The two “faces” of the Intellect, one turned towards God and the other towards the world, are indicated in the saying of the Prophet: “The first thing that God created was the Intellect (al- ‘aql). He said to it: receive (or: turn towards Me, iqbal), and it received; then He said to it: transmit (or: turn away, idbar), and it transmitted.” The following saying of the Prophet also refers to the Intellect, symbolized by the supreme Calamus (al-qalam al-a‘lā): “The first thing that God created was the Calamus. He said to it: Write! It replied: what shall I write? Write, said God, My knowledge of My creation until the day of resurrection.” From this it results that the Intellect is created in so far as it is a cosmic instrument, while the science that it transcribes—or the knowledge that it refracts—is divine in essence.

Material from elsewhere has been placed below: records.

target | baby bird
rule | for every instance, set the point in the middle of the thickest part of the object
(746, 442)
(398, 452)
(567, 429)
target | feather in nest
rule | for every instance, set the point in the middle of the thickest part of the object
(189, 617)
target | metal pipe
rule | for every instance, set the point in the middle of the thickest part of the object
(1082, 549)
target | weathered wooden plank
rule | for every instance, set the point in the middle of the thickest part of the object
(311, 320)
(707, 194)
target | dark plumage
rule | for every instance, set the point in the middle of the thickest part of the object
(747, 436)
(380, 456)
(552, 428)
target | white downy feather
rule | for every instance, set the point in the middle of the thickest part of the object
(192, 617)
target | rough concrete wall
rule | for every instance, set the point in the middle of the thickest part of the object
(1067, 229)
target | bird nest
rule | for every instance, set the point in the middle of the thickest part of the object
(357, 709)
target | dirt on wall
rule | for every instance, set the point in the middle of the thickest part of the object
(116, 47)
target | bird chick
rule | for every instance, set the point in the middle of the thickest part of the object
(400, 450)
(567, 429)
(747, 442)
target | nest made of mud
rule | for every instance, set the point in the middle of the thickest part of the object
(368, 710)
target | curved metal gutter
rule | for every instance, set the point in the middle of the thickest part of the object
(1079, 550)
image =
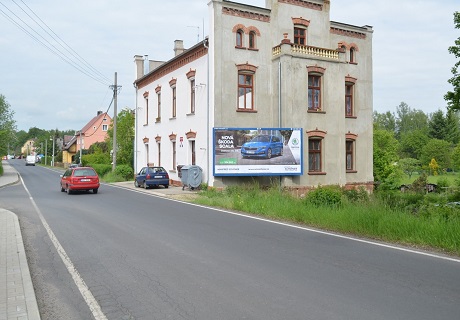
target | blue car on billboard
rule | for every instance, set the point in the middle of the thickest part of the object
(262, 146)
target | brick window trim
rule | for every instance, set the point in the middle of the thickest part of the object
(301, 22)
(316, 69)
(350, 79)
(312, 173)
(316, 133)
(246, 67)
(246, 30)
(191, 74)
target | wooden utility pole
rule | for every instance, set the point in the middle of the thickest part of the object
(114, 147)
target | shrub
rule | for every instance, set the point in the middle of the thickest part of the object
(124, 171)
(356, 195)
(102, 169)
(95, 158)
(330, 196)
(399, 200)
(419, 185)
(442, 183)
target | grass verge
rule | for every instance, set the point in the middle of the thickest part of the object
(425, 226)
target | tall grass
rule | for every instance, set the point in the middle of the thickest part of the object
(408, 220)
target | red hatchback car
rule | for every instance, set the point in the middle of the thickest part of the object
(80, 179)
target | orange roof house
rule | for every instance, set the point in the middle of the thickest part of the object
(94, 131)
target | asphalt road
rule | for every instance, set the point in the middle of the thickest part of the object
(147, 257)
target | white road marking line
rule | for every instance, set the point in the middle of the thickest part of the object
(82, 287)
(375, 243)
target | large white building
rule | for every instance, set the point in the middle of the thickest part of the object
(285, 70)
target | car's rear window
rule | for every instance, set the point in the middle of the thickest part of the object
(157, 170)
(84, 172)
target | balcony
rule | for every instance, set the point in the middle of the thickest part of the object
(300, 50)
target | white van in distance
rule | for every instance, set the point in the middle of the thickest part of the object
(30, 161)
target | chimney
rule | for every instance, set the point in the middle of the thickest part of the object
(139, 61)
(178, 47)
(146, 64)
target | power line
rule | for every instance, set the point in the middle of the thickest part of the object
(66, 47)
(73, 60)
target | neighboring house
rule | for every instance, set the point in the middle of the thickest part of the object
(285, 66)
(28, 147)
(94, 131)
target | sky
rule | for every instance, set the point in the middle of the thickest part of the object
(58, 58)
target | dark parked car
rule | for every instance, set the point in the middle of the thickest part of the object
(151, 177)
(80, 179)
(263, 145)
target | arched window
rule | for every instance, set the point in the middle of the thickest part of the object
(349, 96)
(300, 35)
(252, 40)
(239, 38)
(352, 54)
(246, 79)
(315, 75)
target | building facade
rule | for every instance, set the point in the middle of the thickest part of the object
(283, 66)
(94, 131)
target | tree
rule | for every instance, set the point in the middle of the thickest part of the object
(385, 121)
(453, 97)
(412, 143)
(440, 150)
(125, 137)
(437, 125)
(408, 120)
(7, 125)
(456, 157)
(385, 159)
(452, 127)
(434, 167)
(409, 166)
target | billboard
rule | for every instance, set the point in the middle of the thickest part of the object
(257, 151)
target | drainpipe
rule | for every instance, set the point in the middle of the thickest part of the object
(279, 104)
(207, 112)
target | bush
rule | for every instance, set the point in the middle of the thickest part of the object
(442, 184)
(330, 196)
(124, 171)
(397, 200)
(101, 169)
(95, 158)
(354, 195)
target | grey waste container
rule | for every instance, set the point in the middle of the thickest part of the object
(191, 176)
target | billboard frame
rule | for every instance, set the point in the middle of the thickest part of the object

Thus, the First Intellect is the universal Mediator, and it is with this that the Prophet is identified by the very secret of his function: “In whom rise up the realities, and into whom descended the sciences of Adam.”

The First Intellect is to the whole cosmos what the reflected intellect is to man. Thus, the man whose intimate consciousness is the First Intellect itself, is both a man and total cosmic being; his heart is the heart of the universe, and all the elements of the cosmos are like modalities, not of his individual nature, but of his intellectual and universal nature; he is “Universal Man” (al-insān al-kāmil). It is in him that the realities (haqā’iq) “rise up” by the reintegration of all things in Unity, a reintegration perpetually operated by the Intellect, and it is in him too that the realities “descend” by the reflection .of universal truths in the human mind: according to the Qur’ān, God taught Adam the “names” of all things (2:31).

“So that he hath made powerless all creatures, and understandings are diminished in his regard, and so that no one amongst us, neither predecessor nor successor, can grasp him.”

The Whole causes its part to be powerless, in the sense that the part can never embrace the whole. The same is true of “Universal Man” who, according to this perspective, is none other than Muhammad: Muhammad, as the last of the prophets in time and the “seal” of the prophetic function, represents—by virtue of the inverse analogy between Heaven and Earth—the most complete earthly manifestation of the Universal Mediator, the First Intellect; in the other religions the pre-excellence of the respective founder has as its basis some other metaphysical relationship, such as “Incarnation” or “Illumination”.[8]

“The gardens of the spiritual world (al-malakūt) are adorned with the flower of his beauty, and the pools of the world of omnipotence (al-jabarūt) overflow with the outpouring of his lights.”

The Universal Mediator, the First Intellect, is like a mirror that disseminates the Divine Beauty. According to Plotinus—whose doctrine was confirmed and completed by the Sufis,—the First Intellect (nous) unceasingly contemplates the One, while projecting, without being able to exhaust them, the contents of its contemplation into the Universal Soul, which for its part, contemplates the First Intellect. It is in the Universal Soul that the gardens of al-malakūt are situated. As for the “pools” of the world of omnipotence (al-jabarūt), they are the “reservoirs” of non-manifestation, contained in Pure Being, from which Existence gushes forth, which in its original purity is none other than the “Light of Muhammad” (an-nūr al-muhammadī). According to a saying of the Prophet, “God took a handful of His light, and said to it: be Muhammad!”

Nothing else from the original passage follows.